Tirons le rideau sur ces horreurs, que l’on a de la peine à entendre et à raconter sans frémir. On ne comprend pas, après cela, comment des hommes ont pu être assez aveuglés par les préjugés pour oser dire, comme Voltaire (Siècle de Louis XIV), que « la religion des païens ne consistait que dans la morale et les fêtes ; la morale, qui est commune aux hommes de tous les temps et de tous les lieux les fêtes, qui n’étaient que des réjouissances et ne pouvaient troubler le genre humain. » Nous pensons avoir évidemment prouvé que la religion païenne devait avoir une influence pernicieuse sur les mœurs des peuples soumis à son empire.

De l’influence des lois civiles sur la morale des païens.

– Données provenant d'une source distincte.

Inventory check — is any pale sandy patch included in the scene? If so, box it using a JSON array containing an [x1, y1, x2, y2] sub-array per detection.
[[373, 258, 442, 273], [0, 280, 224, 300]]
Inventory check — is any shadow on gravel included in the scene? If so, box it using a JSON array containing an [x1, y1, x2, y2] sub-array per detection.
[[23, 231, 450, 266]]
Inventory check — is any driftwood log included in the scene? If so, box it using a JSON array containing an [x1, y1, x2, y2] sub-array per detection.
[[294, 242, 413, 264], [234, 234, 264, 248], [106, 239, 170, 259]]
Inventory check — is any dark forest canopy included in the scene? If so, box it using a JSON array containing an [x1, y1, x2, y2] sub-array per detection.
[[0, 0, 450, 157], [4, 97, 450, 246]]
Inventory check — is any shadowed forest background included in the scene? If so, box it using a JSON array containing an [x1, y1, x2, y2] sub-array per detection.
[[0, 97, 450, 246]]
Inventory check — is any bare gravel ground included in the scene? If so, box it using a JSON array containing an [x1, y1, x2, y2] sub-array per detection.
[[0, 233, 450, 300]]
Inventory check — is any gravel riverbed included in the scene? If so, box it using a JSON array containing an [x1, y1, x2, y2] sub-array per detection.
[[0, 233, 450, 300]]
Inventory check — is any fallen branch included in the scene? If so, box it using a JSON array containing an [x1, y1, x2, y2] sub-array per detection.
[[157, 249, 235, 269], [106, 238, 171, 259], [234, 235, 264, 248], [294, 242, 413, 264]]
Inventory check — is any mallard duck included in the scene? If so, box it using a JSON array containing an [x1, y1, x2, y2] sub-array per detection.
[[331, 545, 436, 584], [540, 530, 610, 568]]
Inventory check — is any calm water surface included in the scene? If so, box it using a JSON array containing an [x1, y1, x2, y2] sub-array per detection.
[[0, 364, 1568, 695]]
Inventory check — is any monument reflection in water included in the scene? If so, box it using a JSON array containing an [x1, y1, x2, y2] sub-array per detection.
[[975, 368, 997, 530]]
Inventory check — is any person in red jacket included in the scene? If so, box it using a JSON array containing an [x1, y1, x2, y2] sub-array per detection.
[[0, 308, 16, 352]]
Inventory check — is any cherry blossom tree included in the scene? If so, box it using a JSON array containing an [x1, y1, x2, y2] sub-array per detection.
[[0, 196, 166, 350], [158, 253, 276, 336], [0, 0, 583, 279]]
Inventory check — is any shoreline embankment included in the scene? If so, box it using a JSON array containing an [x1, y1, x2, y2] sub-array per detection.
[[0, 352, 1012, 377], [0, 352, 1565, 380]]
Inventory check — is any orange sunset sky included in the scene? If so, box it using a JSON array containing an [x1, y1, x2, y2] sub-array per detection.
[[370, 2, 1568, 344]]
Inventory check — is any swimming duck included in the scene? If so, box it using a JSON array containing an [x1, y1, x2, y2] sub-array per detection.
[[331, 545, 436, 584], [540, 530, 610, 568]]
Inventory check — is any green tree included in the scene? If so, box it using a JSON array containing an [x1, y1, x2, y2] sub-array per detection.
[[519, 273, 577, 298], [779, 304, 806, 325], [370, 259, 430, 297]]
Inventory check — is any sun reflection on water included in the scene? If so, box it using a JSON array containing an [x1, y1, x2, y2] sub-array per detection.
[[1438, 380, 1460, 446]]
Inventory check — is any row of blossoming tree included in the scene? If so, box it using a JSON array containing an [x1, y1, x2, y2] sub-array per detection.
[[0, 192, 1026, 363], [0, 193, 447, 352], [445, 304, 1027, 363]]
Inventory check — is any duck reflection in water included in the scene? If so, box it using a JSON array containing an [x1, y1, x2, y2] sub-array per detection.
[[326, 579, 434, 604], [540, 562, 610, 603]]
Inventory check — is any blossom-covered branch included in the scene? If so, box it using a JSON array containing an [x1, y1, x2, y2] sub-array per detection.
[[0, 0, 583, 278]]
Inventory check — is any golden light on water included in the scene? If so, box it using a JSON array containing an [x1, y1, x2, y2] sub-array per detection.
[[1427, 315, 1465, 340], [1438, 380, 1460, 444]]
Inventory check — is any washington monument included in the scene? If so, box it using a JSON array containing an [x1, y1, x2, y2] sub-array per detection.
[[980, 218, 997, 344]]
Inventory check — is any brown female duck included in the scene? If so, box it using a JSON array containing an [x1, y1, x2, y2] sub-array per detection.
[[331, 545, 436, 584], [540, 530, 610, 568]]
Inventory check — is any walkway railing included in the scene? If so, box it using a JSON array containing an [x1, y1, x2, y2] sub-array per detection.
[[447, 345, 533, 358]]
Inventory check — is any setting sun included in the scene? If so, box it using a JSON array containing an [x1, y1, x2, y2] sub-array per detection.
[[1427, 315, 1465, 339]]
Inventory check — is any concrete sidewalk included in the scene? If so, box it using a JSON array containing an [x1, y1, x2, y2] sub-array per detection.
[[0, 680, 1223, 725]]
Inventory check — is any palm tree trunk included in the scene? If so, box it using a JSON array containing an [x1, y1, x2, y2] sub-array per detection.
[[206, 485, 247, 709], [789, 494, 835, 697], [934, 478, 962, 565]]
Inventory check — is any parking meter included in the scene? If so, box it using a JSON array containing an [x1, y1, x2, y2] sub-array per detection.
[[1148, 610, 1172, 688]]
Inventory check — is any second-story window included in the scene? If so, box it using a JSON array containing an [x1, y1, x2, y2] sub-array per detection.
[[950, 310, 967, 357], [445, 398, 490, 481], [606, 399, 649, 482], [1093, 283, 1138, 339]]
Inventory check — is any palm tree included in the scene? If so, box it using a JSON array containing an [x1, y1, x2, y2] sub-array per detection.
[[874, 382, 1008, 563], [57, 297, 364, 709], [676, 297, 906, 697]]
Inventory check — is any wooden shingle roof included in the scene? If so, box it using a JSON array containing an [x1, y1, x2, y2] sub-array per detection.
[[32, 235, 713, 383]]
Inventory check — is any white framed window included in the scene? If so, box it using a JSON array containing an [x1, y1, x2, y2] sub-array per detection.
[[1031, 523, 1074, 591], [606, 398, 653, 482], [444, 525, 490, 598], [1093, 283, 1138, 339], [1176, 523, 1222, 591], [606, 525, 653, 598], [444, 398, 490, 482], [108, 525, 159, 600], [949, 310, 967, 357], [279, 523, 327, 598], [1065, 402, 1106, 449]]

XIX. La législation civile et politique d’un grand nombre de peuples anciens fut très-remarquable par des vues élevées, propres à maintenir l’ordre dans la société. On ne peut nier qu’elle n’ait eu une grande influence sur les mœurs. Cependant ces lois ne peuvent être regardées comme une règle complète de la vie morale. Il leur manquait pour cela trois qualités importantes.

XX. 1° Elles ne réglaient pas tous les principes de morale. La législation s’occupait de régler les rapports des citoyens entre eux, mais elle ne leur traçait pas de règle de conduite personnelle. Le cœur, cette partie si importante de l’homme, n’avait pas de gouvernail. Il était abandonné à ses inspirations personnelles. C’était là un défaut immense.

XXI. 2° La sanction des lois était purement humanitaire et terrestre. La morale n’avait pas une protection suffisante, car on sait que la ruse peut inventer mille stratagèmes pour échapper à l’atteinte de la loi ; c’est ce qui soutient tous les jours les malfaiteurs.

XXII. 3° Les lois elles-mêmes renfermaient de grandes imperfections.

L’Égypte avait une législation très-remarquable. La plupart des législateurs y allèrent puiser les principes de leurs lois. Un savant auteur moderne (M. Goguel) a fait voir que, quoique les Egyptiens eussent quelques bonnes constitutions politiques, il régnait néanmoins dans leur gouvernement des abus et des vices essentiels, autorisés par leurs lois et par les principes fondamentaux de leur Etat.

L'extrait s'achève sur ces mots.